If the NEC turns against Corbyn it could impose fresh leadership rules to dilute the influence of party members who voted in big numbers in his two leadership victories. It could also refuse to back him in any future challenge ahead of the next general election, if Labour’s polling continues to flatline.

McCluskey is a fiercely loyal supporter of Corbyn and will mobilise his strong backing among left-wing activists and union members across the country in coming months.

Backers of Coyne suggest that he will do more to protect members’ jobs in the nuclear and defence industries, amid concerns about Corbyn’s backing for unilateral disarmament and his record on defence issues.

McCluskey, who unveiled a five-minute campaign launch video on Friday morning declaring his was “a fighting back union”, said in his blog that “bad employers have come to fear Unite”.

“Just ask Mike Ashley, after we shone the spotlight on atrocious working practices at Sports Direct’s Shirebrook facility.

“Or ask the mean restaurant chains which have had to pay up after our Fair Tips campaign stopped them docking gratuities meant for waiting staff.”

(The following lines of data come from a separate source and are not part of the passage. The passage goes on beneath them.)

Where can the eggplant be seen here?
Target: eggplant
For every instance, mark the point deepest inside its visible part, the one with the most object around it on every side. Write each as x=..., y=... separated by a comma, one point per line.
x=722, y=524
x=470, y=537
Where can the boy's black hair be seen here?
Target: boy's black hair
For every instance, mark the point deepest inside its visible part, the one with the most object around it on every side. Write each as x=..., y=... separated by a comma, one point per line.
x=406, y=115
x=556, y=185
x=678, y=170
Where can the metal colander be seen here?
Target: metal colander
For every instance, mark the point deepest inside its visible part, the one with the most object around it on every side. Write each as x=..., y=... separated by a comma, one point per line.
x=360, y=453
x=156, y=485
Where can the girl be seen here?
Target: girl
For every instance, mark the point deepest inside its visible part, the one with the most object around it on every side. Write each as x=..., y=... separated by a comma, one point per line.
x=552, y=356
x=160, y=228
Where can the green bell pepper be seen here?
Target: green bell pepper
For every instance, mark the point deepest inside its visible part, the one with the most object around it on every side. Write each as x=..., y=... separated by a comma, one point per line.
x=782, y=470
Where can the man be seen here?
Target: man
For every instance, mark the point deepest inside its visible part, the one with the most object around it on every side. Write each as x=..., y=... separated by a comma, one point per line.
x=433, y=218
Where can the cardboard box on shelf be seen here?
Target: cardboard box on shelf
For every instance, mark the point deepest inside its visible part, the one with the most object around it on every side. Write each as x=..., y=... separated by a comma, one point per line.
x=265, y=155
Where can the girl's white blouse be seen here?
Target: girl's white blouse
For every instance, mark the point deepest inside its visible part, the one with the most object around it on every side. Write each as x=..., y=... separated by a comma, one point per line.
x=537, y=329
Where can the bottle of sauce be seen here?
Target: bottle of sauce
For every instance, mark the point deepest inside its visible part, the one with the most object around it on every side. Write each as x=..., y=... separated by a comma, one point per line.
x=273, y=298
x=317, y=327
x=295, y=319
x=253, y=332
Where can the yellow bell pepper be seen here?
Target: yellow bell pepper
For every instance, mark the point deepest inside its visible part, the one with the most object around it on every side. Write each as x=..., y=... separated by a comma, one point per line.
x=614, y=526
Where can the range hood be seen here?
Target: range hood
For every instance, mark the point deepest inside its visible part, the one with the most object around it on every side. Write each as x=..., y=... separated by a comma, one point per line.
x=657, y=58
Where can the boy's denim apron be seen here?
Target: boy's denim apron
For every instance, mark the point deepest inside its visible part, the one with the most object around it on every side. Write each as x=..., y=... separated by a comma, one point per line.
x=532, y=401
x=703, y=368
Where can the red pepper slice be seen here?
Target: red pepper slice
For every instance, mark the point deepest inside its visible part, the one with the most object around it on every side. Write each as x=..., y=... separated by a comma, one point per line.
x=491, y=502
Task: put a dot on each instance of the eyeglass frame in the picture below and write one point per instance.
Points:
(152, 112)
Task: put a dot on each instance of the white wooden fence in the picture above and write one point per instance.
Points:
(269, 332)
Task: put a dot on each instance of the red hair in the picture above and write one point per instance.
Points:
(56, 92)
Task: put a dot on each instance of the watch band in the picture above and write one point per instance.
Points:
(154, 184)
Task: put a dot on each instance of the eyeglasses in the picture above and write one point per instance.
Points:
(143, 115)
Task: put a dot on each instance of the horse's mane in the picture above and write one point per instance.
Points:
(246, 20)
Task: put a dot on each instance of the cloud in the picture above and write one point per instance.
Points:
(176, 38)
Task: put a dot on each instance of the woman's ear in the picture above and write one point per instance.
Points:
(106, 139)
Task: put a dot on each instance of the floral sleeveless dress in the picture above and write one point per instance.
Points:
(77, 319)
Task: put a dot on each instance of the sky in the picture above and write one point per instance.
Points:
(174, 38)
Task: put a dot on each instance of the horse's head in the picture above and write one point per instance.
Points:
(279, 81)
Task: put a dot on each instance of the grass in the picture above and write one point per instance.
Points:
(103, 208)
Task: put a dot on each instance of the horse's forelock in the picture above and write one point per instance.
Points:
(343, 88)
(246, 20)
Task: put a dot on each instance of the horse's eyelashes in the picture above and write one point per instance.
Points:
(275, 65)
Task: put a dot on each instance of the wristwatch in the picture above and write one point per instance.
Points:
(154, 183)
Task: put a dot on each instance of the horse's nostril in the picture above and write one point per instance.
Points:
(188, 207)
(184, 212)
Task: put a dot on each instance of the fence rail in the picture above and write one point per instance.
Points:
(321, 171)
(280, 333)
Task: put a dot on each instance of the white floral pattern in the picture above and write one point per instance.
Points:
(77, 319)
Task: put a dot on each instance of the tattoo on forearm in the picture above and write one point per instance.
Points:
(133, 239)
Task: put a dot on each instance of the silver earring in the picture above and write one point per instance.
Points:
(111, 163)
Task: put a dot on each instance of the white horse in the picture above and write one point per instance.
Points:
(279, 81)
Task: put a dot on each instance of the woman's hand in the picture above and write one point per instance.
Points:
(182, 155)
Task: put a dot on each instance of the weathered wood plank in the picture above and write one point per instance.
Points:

On Brexit, the Unite leader said that he wanted to protect workers’ rights, stressing “we can’t let the City and the CBI settle our economic future without hearing from working people”.

And in a hint that he backs curbs on EU ‘freedom of movement’, McCluskey said the union had to be in touch with workers’ worries about the impact of migration on “stable” communities.

Sports Direct boss Mike Ashley
Sports Direct boss Mike Ashley
Joe Giddens/PA Wire

“Unions understand that workers have always done best when the labour supply is controlled and communities are stable.

“While we must reject any form of racism, and help refugees fleeing war, we must also listen to the concerns of working people.

He called for new safeguards that would ensure any employer recruiting from abroad must have a deal with a trade union to stop “companies cutting costs by slashing workers’ wages and transforming a race-to-the-bottom culture into a rate-for-the-job society”.

McCluskey said that he would also expand Unite’s reach to include the emerging “gig” economy of firms such as Uber, Deliveroo and others who used new technology, vowing to launch a digital campaign to appeal to unprotected staff.

“That is a trendy term for the age-old problem of a casual labour market, now reaching epic proportions in Britain. That millions of workers have no security and few rights is a blight on British society. The trade union challenge is to offer these workers the same protections as we do to those in better-established industries.”

Ed Balls
Ed Balls
Stefan Rousseau/PA Archive

Former Chancellor Ed Balls told HuffPost this month that defeat for McCluskey would “definitely” help those who wanted a new Labour leader.

He said if the Unite boss lost, it would be a “staging post” on a route to giving MPs and unions more of a say over the party’s leadership rules.